Reinforcement In The Agent Loop
Every time the agent runs a tool you have the opportunity to not just return
data that the tool produces, but also to feed more information back into the
loop. For instance, you can remind the agent about the overall objective and
the status of individual tasks. You can also provide hints about how the tool
call might succeed when a tool fails. Another use of reinforcement is to
inform the system about state changes that happened in the background. If you
have an agent that uses parallel processing, you can inject information after
every tool call when that state changed and when it is relevant for completing
the task.
Sometimes it’s enough for the agent to self-reinforce. In Claude Code, for
instance, the todo write tool is a self-reinforcement tool. All it does is
take from the agent a list of tasks that it thinks it should do and echo out
what came in. It’s basically just an echo tool; it really doesn’t do anything
else. But that is enough to drive the agent forward better than if the only
task and subtask were given at the beginning of the context and too much has
happened in the meantime.
We also use reinforcements to inform the system if the environment changed
during execution in a way that’s problematic for the agent. For instance, if
our agent fails and retries from a certain step forward but the recovery
operates off broken data, we inject a message informing it that it might want
to back off a couple of steps and redo an earlier step.
Isolate Failures
If you expect a lot of failures during code execution, there is an opportunity
to hide those failures from the context.
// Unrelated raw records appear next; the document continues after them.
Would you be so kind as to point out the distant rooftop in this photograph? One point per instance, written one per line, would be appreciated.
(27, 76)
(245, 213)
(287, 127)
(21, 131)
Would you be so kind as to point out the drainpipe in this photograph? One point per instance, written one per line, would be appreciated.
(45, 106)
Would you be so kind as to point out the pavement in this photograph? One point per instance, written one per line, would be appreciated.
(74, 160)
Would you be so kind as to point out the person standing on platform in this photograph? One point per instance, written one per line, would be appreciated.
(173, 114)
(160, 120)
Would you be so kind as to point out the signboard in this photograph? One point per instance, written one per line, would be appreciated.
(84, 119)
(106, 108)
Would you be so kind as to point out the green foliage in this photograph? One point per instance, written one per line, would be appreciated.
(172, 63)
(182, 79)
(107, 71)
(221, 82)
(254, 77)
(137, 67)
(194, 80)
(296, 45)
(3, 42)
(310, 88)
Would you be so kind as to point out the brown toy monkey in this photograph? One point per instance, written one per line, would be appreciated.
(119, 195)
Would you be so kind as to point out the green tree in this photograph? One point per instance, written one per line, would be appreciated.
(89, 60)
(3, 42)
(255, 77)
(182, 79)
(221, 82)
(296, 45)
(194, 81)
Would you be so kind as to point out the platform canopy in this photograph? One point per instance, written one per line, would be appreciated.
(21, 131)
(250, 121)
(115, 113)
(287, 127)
This can happen in two ways. One is
to run tasks that might require iteration individually. You would run them in
a subagent until they succeed and only report back the success, plus maybe a
brief summary of approaches that did not work. It is helpful for an agent to
learn about what did not work in a subtask because it can then feed that
information into the next task to hopefully steer away from those failures.
The second option doesn’t exist in all agents or foundation models, but with
Anthropic you can do context editing. So far we haven’t had a lot of success
with context editing, but we believe it’s an interesting thing we would love to
explore more. We would also love to learn if people have success with it.
What is interesting about context editing is that you should be able to
preserve tokens for further down the iteration loop. You can take out of the
context certain failures that didn’t drive towards successful completion of the
loop, but only negatively affected certain attempts during execution. But as
with the point I made earlier: it is also useful for the agent to understand
what didn’t work, but maybe it doesn’t require the full state and full output
of all the failures.
Unfortunately, context editing will automatically invalidate caches. There is
really no way around it. So it can be unclear when the trade-off of doing that
compensates for the extra cost of trashing the cache.
Sub Agents / Sub Inference
As I mentioned a couple of times on this blog already, most of our agents are
based on code execution and code generation. That really requires a common
place for the agent to store data. Our choice is a file system—in our case a
virtual file system—but that requires different tools to access it. This is
particularly important if you have something like a subagent or subinference.
You should try to build an agent that doesn’t have dead ends. A dead end is
where a task can only continue executing within the sub-tool that you built.
For instance, you might build a tool that generates an image, but is only able
to feed that image back into one more tool. That’s a problem because you might
then want to put those images into a zip archive using the code execution tool.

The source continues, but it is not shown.